Она хотела быть с ним. Так сильно, что просто не знала, куда деться. Аккуратно расставив тарелки со вторым на подносе, она с тяжелым вздохом отправилась в гостиную. Адам задумчиво потягивал вино из бокала. Когда он поднял голову, Триш показалось, что он видит ее насквозь.
Она молча поставила перед ним тарелку, болезненно остро ощущая его близость. Видимо, Адаму стало жарко: он снял пиджак, оставшись в бежевой рубашке и такого же цвета легких брюках. Невольно представив его тело под одеждой, она вздрогнула и поспешно вышла из комнаты.
Выпив для храбрости вина, Триш понесла в гостиную блюдо с клубникой.
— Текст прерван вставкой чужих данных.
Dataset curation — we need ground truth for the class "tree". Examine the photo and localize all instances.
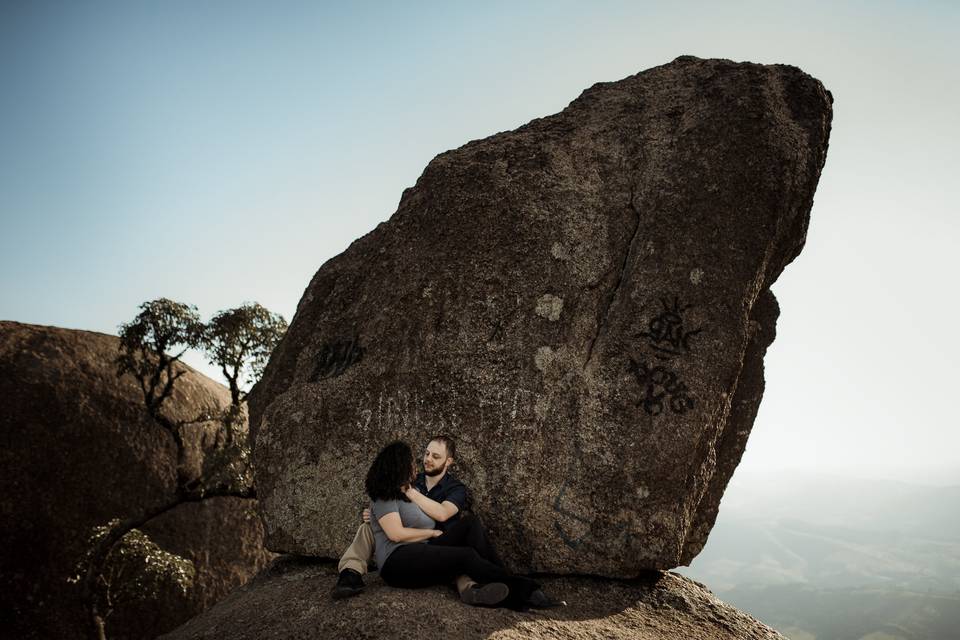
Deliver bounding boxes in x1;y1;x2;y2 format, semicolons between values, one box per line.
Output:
72;298;287;640
203;302;287;404
116;298;205;485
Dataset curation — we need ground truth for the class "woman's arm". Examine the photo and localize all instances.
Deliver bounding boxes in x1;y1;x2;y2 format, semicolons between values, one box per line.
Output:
377;511;443;542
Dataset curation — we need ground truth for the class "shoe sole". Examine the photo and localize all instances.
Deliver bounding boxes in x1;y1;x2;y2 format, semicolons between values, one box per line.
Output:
460;582;510;607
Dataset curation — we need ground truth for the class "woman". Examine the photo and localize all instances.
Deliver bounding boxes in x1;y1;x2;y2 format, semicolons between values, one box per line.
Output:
366;441;549;609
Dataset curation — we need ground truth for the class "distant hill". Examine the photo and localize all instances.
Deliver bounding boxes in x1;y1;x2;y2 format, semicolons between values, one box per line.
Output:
723;585;960;640
678;473;960;640
680;474;960;594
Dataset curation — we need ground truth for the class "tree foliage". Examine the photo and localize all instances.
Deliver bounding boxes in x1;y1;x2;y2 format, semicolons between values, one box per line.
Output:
203;302;287;404
81;298;287;640
117;298;204;430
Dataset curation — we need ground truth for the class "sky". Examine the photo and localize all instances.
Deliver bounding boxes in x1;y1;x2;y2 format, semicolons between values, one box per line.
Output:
0;0;960;484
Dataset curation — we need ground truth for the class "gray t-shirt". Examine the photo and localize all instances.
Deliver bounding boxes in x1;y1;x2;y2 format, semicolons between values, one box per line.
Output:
370;500;436;569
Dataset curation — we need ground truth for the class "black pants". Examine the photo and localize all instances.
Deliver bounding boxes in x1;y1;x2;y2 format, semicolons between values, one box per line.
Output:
380;514;540;609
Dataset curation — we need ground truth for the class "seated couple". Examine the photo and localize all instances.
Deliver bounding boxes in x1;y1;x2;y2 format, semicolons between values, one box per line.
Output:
332;436;565;610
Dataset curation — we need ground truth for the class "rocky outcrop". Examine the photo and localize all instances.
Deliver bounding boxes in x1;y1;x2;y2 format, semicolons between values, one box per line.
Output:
164;557;784;640
0;322;271;639
250;56;832;577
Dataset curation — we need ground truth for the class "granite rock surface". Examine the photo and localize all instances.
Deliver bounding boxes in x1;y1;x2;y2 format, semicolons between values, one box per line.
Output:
0;321;272;639
163;557;785;640
250;56;832;577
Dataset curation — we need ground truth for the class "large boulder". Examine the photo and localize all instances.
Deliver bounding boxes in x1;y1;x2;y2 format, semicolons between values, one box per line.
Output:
250;56;832;577
0;322;272;639
164;556;786;640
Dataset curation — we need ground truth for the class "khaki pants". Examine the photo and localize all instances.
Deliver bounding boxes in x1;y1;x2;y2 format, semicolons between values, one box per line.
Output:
337;522;476;593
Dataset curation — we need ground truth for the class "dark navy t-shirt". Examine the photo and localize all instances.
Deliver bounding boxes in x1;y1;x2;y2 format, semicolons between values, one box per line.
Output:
413;471;469;531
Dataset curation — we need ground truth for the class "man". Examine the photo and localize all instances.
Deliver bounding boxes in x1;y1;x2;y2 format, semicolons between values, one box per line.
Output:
332;435;486;604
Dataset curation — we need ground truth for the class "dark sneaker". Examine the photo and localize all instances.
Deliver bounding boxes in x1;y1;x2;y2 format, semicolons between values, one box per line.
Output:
460;582;510;607
330;569;364;600
527;589;567;609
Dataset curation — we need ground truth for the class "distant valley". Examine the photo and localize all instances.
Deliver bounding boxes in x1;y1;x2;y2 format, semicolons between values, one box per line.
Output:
678;473;960;640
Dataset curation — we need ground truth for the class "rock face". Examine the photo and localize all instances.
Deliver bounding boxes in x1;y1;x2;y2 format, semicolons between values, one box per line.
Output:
250;57;832;577
0;322;271;639
164;557;785;640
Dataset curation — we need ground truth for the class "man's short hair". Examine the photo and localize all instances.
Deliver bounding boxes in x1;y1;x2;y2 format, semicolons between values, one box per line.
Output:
430;433;457;458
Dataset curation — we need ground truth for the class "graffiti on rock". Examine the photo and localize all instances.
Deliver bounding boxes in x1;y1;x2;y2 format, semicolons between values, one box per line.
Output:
627;358;694;416
637;296;703;360
310;338;364;382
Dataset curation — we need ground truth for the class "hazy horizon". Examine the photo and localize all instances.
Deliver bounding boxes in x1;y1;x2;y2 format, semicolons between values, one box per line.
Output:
0;1;960;484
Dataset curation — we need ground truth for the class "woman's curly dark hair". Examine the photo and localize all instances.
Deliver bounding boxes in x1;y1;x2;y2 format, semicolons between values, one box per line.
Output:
364;440;413;502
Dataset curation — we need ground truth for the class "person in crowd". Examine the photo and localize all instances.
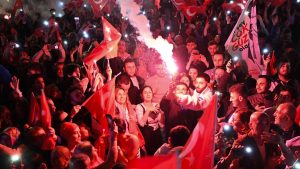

– Триш… прости. Я ничего не сказал, но обед был очень вкусный. – Он замолчал, задумчиво трогая ложку.
Он не смотрел на нее, но она чувствовала, что его тоже влечет к ней. Прерывисто вздохнув, Триш принялась убирать со стола. Адам схватил ее за руку и привлек к себе.
– Все дело в тебе. Ты испортила мне аппетит, – мягко пожурил он.
– Прости!
– Нужно что-то решать, Триш.
Она уставилась на него, словно загипнотизированная его взглядом.
– Что ты имеешь в виду? – тревожно спросила она. Но все и так было предельно ясно. Пора перестать бросать на него призывные взгляды. Пусть это вышло помимо ее воли, но это не к добру…
Адам резко поднялся, опрокинув стул. Сердце замерло у нее в груди, затем снова часто забилось. Она смотрела на него, не в силах скрыть, как сильно ей хотелось, чтобы он поцеловал ее.